Ildikó Várnagy: Signs

27. May, 1999 – 27. June
When
27. May, 1999 – 27. June

In a sign we try to surpass ourselves while creating an illusion of eternal life, we do not make things abstract through it but we create existence, we die in it while we aim at resurrection. A sign is the death of an image, the mummification of a sight, the suspension of the fluidity of nature on behalf of man, a rite to imitate the infinity of the divine. A sign sets boundaries, the terrain for domesticating the boundless. Play is missing from signs because it would disappear from them. Signs cannot be kidded with. Signs are the freedom and the binds of the collective for the sake of the safety of the individual. Their sensuality is merely an illusion, in fact they are condensed abstractions.
What else can we say of signs? We can say anything only with words and words are not signs since you can tell a lie with words. Signs pass conscious, human messages just like words but they cannot be misunderstood while with words you can play around, and misinterpret and distort something. Signs carry permanence while words carry eternal and flowing change. ln a sign the whole culture of a community is condensed, the word being its tool the same way as the individual uses culture in concrete situations. We can write about a work of art with words and its title is also a word. The title which is supposed to trigger a train of thoughts or put in a different way it wants to give meaning to the work of art. It does this in and individual way through trial no matter how general the concept, the tool of which it is, is.
This tension between the word, the title and the work of art, the sign is particularly true for Ildikó Várnagy's art. When looking at her signs we can feel that something is being born, we can see the first trace of the hoe in the universe knowing that something is going to grow in its place. There is order in our thoughts which gets concentrated for a second to test the world. Lines, circles and motives are trying to find their appropriate proportions under sensitively feeling fingers, the way the man of prehistory shaped the outlines, drawings of his objects so that he can strengthen his place in the universe which he wanted to overcome while unawares he was placing the fundaments for future, more complex cultures.
Ildikó Várnagy consistently follows a different path. Her work consists of signs, unlike the mechanical signs or "traffic signs" of our modern world. In her signs organic-archaic meanings are gathered. They are organic in a sense that there is the dynamism of life being born in them. They stick into the universe with sharp- edged pain or they round it off to be like a womb pulsating happiness. These signs or pieces of work are archaic to the extent that they bring the most ancient subconscious part of our excited modern consciousness onto the surface in form of symbols and motives which have accompanied humanity on its way cutting through the bush of the universe, which have helped man in his track and which has allowed us to be here now.

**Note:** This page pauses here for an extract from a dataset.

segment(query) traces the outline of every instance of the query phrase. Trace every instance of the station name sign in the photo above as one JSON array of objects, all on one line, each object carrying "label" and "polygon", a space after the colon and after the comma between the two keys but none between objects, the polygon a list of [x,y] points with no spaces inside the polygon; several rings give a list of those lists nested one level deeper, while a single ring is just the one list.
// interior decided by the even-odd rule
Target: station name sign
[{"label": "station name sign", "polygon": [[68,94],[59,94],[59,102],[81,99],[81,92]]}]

We can feel all this if we are merely looking at Ildikó Várnagy' s signs and pieces of work without inquiring after their titles. If we read the titles then the fertile tension we have previously been talking about arises. All of a sudden the titles and the words start to direct and reconnect us to our modern world, to the present moment reminding us of the tormenting need to understand first of all ourselves if we do not want to get lost in the computer-universe of our present day which is training and leading us with electrical shocks.